Another pitch for bug board drones



It was only a matter of time before another drone company came calling on the Florida Keys Mosquito Control District.

The district garnered significant media attention when North Carolina-based Condor Aerial did an Aug. 26 demonstration flight of an “unmanned autonomous vehicle,” or UAV, it’s trying to sell to the district.

The district is exploring whether infrared cameras on the UAVs could be used to spot shallow pools of water for treatment to control salt marsh mosquitoes.

District Director Michael Doyle said he met with Marathon resident Kevin Brown, a contractor for EnerNex, on Monday. EnerNex is a Tennessee-based national electric power research, engineering and consulting firm.

Brown said he and two other people are in the midst of establishing a startup company called Utility Robotics that he said would be a “spin-off” from EnerNex.

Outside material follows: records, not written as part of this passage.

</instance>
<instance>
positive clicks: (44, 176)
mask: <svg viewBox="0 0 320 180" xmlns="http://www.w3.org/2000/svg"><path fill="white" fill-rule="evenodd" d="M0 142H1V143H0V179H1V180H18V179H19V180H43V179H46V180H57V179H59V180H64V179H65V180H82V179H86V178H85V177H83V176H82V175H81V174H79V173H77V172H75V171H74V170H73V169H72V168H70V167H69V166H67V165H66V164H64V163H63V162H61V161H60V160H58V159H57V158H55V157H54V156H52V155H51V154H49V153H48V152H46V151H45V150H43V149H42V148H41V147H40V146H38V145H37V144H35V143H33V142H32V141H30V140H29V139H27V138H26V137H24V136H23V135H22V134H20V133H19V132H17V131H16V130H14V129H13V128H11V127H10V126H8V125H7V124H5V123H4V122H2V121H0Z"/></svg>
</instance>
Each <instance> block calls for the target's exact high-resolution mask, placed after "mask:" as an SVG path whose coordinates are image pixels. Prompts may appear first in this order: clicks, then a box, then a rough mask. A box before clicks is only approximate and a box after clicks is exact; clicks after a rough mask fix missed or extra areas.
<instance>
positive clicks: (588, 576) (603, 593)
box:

He said he’s worked remotely for that company for 10 years as a security researcher.

“Primarily, we’ll be doing work for the utility industry to do line inspections,” he said. “We’re getting developed; we have to prove that what we’re doing is effective.”

Brown’s introduced the district to the DJI Phantom and S800 model “multi-rotor” drones that have numerous small rotors on top of them. Condor’s model has wings and a single rear propeller that resembles a bird in flight.

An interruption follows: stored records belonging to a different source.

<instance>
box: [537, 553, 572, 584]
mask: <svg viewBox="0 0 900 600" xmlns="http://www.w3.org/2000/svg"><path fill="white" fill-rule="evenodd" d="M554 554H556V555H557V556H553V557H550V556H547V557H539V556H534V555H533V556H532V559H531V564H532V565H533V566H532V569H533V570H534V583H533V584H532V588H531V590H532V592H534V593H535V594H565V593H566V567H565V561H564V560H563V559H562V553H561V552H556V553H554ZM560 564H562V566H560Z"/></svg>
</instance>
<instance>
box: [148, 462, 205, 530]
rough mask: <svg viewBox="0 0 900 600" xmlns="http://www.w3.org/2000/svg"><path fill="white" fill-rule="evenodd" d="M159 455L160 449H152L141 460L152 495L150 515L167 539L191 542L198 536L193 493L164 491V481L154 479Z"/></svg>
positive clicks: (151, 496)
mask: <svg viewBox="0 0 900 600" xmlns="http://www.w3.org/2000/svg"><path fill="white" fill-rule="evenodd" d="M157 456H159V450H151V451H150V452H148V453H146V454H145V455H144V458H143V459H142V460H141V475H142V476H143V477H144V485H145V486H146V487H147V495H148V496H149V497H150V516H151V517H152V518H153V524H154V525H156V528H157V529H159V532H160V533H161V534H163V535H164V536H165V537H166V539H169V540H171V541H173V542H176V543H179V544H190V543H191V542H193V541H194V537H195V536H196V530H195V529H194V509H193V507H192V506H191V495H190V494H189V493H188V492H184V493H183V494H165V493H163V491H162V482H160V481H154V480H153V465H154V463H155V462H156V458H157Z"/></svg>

Brown said if Mosquito Control goes with him, his new company would tailor the drone to carry granular larvicide used to treat the shallow pools where mosquito larvae are found. Condor’s drone would only use infrared thermal video to find the breeding grounds.

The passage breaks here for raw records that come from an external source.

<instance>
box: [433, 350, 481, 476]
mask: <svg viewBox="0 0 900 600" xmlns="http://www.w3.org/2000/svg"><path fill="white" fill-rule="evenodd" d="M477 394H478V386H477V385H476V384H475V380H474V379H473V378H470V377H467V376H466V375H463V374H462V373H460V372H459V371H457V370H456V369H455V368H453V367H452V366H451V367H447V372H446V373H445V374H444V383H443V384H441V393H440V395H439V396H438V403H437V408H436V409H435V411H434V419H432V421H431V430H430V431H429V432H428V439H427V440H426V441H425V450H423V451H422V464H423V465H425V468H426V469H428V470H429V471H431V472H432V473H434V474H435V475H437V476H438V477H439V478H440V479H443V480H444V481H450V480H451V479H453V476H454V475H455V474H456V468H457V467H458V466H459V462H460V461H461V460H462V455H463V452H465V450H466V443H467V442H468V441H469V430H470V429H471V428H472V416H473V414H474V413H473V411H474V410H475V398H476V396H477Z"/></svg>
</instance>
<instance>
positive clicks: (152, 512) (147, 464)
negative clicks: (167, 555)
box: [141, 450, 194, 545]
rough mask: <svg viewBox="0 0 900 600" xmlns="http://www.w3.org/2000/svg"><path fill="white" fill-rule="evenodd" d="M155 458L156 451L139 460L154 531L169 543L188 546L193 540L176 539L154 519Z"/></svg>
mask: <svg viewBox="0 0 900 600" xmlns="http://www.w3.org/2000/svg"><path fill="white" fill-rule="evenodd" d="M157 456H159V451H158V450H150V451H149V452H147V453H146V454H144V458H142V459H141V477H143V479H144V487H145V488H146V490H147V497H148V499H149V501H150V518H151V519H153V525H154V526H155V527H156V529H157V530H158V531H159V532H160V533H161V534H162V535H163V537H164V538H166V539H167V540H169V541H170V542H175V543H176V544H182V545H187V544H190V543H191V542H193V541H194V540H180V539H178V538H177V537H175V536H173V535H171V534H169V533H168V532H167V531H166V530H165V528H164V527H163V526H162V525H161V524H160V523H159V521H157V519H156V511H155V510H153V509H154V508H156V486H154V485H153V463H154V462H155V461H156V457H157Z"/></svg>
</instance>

“We’re looking to be able to effectively treat areas that are difficult to treat. Depending on distribution rates, we should be able to carry enough granular product to treat a few acres,” Brown said.

The S800, more applicable to Mosquito Control, according to Brown, weighs about 10 pounds and retails for around $6,000. He said it would cost the district less than $10,000 after being modified for mosquito control use.

Condor Aerial’s 2.2-pound drone would cost the district $80,000, including a comprehensive insurance policy and flight training for employees.

Condor’s drone, powered by lithium polymer batteries, has a much longer flight time at 90 minutes. The S800 flies for 15 to 20 minutes, but comes with several rechargeable lithium ion batteries.

In addition, Doyle and Brown spoke about the possibility of an on-the-ground water sensor system to identify mosquito habitat.

“We’re looking at using water sensor networks on the ground that could feed the information directly back to them about water in geographic areas,” Brown said.

No timetable was set, but Brown said within “a couple months” he’d be ready to demo the drones and on-the-ground system for Mosquito Control.